Application of acrylic spacers for long bone defects after tumoral resections.

PMID 24065231


Tumoral resections pose serious challenges because sufficient removal has to be balanced against function preservation. A particular type of resection is encountered when the tumor is located in the diaphysis. It can lead to an important gap which cannot always amend to bone grafting in the same procedure. The aim of the paper is to evaluate the long term outcome of segmental bone loss in patients with malignant tumors removed from diaphyseal regions and treated by intramedullary nailing and polymethylmethacrylate spacer. The limb function was then evaluated using a range of motion by the Musculoskeletal Tumor Score (MSTS) and the perceived quality of life measured by the EORTC QLQ-C30. There were no immediate postoperative local or systemic complications and no failures of the nail/cement construct.
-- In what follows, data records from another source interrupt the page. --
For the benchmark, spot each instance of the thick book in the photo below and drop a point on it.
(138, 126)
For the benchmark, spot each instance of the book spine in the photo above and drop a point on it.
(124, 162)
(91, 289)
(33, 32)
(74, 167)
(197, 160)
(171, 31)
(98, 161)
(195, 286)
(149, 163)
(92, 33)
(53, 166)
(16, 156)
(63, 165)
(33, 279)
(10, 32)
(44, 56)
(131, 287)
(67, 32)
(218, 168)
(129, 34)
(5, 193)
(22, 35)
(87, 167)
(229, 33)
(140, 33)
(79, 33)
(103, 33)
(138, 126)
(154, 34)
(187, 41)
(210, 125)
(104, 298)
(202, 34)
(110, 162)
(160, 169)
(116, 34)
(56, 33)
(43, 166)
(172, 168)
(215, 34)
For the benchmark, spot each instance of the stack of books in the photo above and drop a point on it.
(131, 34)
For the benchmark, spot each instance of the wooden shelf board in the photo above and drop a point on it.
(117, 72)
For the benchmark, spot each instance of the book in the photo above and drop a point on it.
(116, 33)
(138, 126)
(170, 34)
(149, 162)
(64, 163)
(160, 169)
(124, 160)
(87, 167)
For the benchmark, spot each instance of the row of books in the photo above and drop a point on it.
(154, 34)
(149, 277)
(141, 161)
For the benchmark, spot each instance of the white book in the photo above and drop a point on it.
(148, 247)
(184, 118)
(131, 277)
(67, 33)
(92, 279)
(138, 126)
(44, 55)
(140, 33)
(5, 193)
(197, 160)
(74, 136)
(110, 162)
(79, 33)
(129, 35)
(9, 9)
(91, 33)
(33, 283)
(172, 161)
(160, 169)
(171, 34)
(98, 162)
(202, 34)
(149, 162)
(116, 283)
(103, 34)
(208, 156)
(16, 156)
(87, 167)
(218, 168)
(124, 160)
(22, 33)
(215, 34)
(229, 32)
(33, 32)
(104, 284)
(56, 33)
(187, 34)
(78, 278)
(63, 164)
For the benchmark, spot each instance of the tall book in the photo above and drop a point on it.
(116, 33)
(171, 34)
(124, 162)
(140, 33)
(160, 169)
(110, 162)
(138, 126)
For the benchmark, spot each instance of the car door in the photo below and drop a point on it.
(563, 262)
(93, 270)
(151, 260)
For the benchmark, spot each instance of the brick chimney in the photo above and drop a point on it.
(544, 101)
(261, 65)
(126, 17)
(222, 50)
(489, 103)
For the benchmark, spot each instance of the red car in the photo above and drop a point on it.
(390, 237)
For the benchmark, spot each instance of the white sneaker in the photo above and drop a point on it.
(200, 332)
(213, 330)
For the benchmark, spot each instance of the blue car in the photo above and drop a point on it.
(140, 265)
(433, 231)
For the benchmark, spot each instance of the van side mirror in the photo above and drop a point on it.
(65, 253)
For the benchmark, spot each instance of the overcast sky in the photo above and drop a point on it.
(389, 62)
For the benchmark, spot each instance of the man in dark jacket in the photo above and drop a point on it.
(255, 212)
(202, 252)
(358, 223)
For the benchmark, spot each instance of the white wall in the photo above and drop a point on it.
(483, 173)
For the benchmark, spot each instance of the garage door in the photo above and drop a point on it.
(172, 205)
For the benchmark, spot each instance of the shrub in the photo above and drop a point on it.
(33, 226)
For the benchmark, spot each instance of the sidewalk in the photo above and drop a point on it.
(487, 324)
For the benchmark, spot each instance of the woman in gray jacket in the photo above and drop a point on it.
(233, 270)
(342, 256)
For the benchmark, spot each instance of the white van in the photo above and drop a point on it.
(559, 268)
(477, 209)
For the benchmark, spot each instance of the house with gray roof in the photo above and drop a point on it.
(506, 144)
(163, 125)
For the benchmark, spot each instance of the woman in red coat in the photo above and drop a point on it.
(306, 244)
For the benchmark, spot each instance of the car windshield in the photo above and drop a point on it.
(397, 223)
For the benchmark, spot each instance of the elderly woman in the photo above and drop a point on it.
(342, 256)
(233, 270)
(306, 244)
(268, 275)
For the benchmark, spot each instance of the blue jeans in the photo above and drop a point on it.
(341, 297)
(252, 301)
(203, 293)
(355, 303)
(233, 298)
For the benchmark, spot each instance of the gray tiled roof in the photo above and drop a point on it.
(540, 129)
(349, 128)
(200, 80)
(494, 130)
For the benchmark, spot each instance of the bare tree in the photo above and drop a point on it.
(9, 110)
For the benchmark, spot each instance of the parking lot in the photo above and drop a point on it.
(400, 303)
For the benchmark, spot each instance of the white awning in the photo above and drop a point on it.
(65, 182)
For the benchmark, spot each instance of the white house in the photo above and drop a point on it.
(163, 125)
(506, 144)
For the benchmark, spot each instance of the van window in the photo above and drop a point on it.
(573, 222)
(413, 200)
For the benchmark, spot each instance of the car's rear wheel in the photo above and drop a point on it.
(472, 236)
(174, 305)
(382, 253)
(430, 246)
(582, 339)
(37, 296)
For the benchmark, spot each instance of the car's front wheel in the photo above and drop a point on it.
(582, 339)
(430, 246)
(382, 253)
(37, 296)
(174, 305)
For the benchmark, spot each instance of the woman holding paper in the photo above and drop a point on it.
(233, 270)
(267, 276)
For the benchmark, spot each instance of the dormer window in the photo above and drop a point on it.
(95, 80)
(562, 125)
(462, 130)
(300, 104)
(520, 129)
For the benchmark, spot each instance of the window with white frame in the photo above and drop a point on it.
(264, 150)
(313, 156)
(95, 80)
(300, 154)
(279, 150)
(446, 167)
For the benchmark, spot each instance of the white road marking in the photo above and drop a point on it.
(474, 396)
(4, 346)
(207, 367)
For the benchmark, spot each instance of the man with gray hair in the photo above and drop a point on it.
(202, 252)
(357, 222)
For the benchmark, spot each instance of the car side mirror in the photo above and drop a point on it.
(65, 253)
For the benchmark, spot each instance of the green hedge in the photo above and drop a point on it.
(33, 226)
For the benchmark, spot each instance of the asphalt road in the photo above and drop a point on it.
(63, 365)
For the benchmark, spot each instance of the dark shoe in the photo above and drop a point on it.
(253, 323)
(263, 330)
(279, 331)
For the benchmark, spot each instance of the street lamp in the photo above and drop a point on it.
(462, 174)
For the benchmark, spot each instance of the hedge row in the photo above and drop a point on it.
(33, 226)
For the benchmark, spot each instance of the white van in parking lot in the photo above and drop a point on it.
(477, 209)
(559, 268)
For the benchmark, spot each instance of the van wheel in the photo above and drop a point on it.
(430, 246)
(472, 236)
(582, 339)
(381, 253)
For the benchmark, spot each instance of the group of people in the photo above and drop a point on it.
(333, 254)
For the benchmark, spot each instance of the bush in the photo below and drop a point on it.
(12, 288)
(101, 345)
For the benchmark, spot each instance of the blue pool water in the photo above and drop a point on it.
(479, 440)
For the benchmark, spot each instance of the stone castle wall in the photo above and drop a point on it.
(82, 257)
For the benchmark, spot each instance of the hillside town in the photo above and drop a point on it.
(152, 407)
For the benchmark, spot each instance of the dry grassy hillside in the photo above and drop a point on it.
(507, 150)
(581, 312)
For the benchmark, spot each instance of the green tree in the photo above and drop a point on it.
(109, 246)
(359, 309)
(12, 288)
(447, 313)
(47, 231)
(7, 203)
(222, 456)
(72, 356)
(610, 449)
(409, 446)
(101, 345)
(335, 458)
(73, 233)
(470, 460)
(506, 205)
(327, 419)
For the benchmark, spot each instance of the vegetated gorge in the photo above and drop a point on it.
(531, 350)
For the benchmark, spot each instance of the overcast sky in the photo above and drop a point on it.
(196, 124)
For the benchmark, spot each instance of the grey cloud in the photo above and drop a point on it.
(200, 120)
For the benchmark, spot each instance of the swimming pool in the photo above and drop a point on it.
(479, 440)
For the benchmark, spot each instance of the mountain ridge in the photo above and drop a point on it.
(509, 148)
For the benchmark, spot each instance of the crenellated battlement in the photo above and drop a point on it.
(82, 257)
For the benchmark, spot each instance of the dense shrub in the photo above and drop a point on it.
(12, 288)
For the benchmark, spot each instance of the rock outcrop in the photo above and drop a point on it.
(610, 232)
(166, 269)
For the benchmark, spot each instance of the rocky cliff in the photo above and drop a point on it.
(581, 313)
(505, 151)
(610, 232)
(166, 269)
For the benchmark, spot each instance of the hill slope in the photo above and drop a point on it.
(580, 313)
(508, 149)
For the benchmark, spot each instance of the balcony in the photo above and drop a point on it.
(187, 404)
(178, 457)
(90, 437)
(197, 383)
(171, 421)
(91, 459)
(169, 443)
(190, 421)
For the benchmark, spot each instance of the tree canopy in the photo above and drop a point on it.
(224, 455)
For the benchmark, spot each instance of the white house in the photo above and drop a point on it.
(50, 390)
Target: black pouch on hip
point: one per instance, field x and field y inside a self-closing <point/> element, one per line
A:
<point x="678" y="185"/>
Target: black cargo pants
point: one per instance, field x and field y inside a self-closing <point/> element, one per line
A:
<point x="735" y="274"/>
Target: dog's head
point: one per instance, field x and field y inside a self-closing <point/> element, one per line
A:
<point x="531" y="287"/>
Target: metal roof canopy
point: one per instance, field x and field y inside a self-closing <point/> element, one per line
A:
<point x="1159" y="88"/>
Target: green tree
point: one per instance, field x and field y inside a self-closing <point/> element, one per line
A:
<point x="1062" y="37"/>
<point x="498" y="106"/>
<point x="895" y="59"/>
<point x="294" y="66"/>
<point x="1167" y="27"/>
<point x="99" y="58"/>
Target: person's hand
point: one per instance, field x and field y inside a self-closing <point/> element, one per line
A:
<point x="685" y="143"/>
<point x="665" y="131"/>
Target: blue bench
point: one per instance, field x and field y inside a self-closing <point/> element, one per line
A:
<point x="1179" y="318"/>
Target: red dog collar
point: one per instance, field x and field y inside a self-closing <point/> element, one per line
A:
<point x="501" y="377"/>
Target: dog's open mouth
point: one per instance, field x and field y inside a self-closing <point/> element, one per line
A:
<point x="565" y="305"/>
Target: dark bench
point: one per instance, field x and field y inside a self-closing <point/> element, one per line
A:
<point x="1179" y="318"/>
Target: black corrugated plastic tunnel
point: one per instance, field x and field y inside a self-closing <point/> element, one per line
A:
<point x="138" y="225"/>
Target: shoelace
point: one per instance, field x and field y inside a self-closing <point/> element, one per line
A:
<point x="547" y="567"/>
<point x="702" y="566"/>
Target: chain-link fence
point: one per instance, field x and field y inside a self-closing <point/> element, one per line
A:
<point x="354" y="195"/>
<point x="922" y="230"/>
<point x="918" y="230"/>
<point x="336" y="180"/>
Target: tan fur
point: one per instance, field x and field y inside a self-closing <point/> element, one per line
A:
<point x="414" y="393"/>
All cases were allowed immediate weight bearing (lower limb) and none were immobilized (upper limb). The average length of the bone defect was 9 (6-14) centimeters. The average follow-up was 2.5 (1-4) years. Polymethylmethacrylate cement spacers, over intramedullary nailing, have statistically proved a feasible and inexpensive procedure with limited complications, low surgical stress and favorable functional outcomes. It can be a definitive therapy for advanced cases, as well as temporary solution which can be successfully converted to secondary bone grafting.